Oknum Pejuang Tanah Adat Diduga Peras Petani Jurang Koak

  • Whatsapp
Keindahan wisata alam Jurang Koak. / Foto : muhammadsawaludin.blogspot.com

LOMBOK TIMUR, NTBPOS.com – Oknum pejuang tanah adat diuduga telah melakukan pemerasan terhadap para petani yang menggarap lahan di kawasan hutan lindung taman Nasional Gunung Rinjani (TNGR). Bukan hanya diperas petani juga sering dintimidasi, untuk mempertahankan lahan hutan lindung tersebut sebagai tanah adat.

Dugaan pemerasan dan intimidasi yang dilakukan oknum pejuang adat tersebut, di ungkapkan salah seorang petani jurang koak Usman Wijaya saat menghadiri acara mediasi di Kantor Bupati Lombok Timur, Senin, 7 Oktober 2019 kemarin.

“Setiap petani yang menggarap lahan diwajibkan menyerahkan upeti berupa uang tunai sejumlah 500 ribu rupiah, serta hasil panen padi sejumlah satu awin atau satu iket setiap kali musim panen” ungkap Usman.
Upeti itu diserahkan ke oknum pejuang tanah adat jurang koak.

“Jika tidak membayar upeti maka petani tersebut akan diekeluarkan dari lahan garapan tersebut” tegas Usman.

Bukan hanya mewajibkan pembayaran upeti, petani juga kerap di intimidasi untuk mempertahankan kawasan lahan sengketa tersebut sebagai tanah adat yang merupakan warisan nenek moyang mereka bukan termasuk kawasan hutan lindung TNGR.

Baca Juga

Hal sendada juga diungkapkan kepala desa jurang koak Harmaen, petani yang menggarap lahan hutan lindung tersebut sering mendapat intimidasi dari para pejuang adat, tujuan tidak lain untuk tetap mengusai lahan tersebut.

“Dugaan saya intimidasi yang dilakukan oleh pejuang tanah adat tersebut, agar mereka tetap mengusai lahan” tegas Harmaen.

Dijelaskan Harmaen dari data yang ada, tercatat jumlah petani yang meggarap lahan tersebut sebanyak 140 orang, dimana semua petani tersebut merupakan warga diluar tanah yang disengketakan tersebut.
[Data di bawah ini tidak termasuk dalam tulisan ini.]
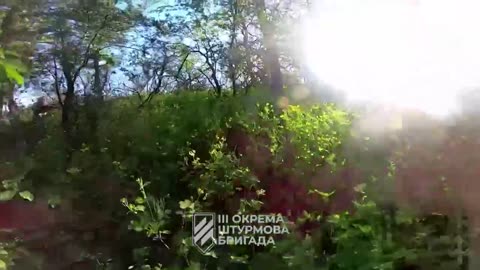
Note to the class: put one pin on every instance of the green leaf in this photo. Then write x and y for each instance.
(185, 204)
(13, 74)
(7, 195)
(27, 195)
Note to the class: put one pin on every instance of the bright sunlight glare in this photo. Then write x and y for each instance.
(410, 53)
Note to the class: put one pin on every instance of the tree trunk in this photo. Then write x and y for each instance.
(271, 50)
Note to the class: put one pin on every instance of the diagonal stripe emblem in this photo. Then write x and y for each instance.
(207, 229)
(203, 231)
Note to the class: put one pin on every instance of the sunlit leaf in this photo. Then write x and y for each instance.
(27, 195)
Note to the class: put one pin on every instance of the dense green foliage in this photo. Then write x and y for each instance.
(172, 157)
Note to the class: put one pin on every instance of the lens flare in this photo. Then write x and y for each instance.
(418, 54)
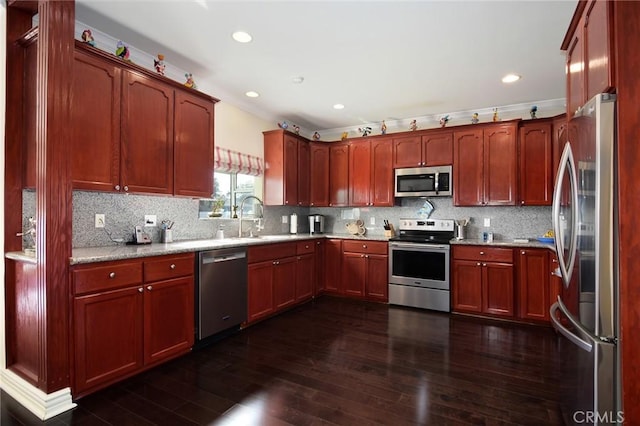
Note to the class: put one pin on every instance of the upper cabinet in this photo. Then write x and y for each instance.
(589, 47)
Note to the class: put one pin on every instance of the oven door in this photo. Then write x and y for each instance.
(419, 265)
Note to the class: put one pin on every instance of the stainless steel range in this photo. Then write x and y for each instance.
(419, 264)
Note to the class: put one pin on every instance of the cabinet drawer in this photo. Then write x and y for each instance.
(106, 277)
(481, 253)
(304, 247)
(370, 247)
(165, 268)
(271, 251)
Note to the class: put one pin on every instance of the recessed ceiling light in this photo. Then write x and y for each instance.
(242, 37)
(511, 78)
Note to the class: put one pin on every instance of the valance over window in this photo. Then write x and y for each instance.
(228, 161)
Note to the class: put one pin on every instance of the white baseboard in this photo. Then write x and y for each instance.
(43, 405)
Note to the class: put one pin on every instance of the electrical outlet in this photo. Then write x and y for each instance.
(150, 220)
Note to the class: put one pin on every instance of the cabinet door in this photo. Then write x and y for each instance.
(466, 288)
(259, 290)
(95, 133)
(319, 186)
(168, 318)
(497, 289)
(284, 283)
(500, 179)
(437, 149)
(407, 152)
(146, 161)
(467, 168)
(377, 285)
(193, 146)
(382, 191)
(359, 173)
(304, 163)
(305, 277)
(339, 175)
(536, 163)
(354, 274)
(108, 336)
(533, 284)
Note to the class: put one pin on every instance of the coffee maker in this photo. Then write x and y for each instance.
(316, 224)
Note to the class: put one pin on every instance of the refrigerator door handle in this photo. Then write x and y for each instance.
(573, 338)
(566, 267)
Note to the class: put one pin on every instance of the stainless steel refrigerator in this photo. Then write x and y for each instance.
(585, 225)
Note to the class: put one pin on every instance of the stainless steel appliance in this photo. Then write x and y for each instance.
(424, 182)
(419, 264)
(316, 224)
(585, 224)
(221, 291)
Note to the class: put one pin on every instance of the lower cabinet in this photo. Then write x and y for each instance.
(129, 316)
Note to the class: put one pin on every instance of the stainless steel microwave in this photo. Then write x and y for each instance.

Sejak dibukanya lahan pertanian tersebut pada tahun 2015 lalu, sangat berdampak buruk terhadap sumber mata air warga.

Sedikitknya tiga sumber matai air dikawasan hutan lindung tersebut telah mengering. Akibatnya warga Jurang koak dan Bebidas mengalami kesulitan air bersih.

“Sejak dibuka tahun 2015 lalu sedikitnya tiga sumber mata air yang telah mengering” tutur Harmaen.

Seperti diketahui sengketa lahan Jurang Koak yang berada dikawasan hutan lindung Taman Nasional Gunung Rinjani (TNGR), Dusun Jurang Koak Desa Bebidas Kecamatan Suela Lombok Timur berlangsung sejak tahun 2015 lalu. Pejuang tanah adat mengklaim lahan tersebut merupakan tanah adat yang diwariksan nenek moyang mereka secara turun temurun.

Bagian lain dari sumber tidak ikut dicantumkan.